Utilizing Acceleration Devices for High-Performance Computing

Overview

Rindow-Math-Matrix employs OpenCL for computational acceleration. The primary reason for choosing OpenCL is its potential to support a diverse range of arithmetic acceleration devices in the future, including not only GPUs but also FPGAs and signal processors. This approach is expected to allow users to benefit from GPU acceleration even on relatively accessible laptop environments.

However, OpenCL support alone is not sufficient to accelerate numerical operations. High-performance computation libraries that utilize OpenCL are also necessary.

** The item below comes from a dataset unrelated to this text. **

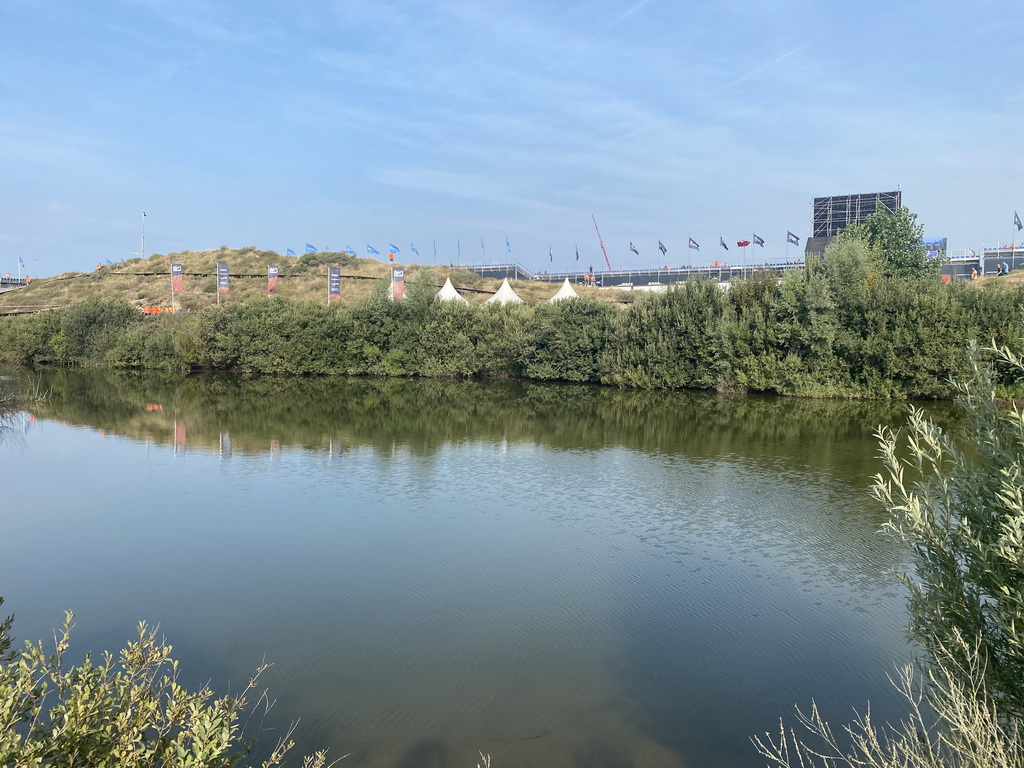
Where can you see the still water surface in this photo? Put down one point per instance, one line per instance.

Rindow-Math-Matrix achieves OpenCL-based acceleration by providing the following libraries and features:

CLBlast: An OpenCL-based BLAS (Basic Linear Algebra Subprograms) compatible library that is currently under active development.
Rindow Math Matrix’s custom OpenCL functions: Features that enable the execution of mathematical functions not included in BLAS, as well as other necessary operations, on OpenCL.

Key Components

To realize GPU acceleration, Rindow-Math-Matrix utilizes and provides the following key components:

Rindow OpenCL FFI

This is a library for using OpenCL directly from PHP.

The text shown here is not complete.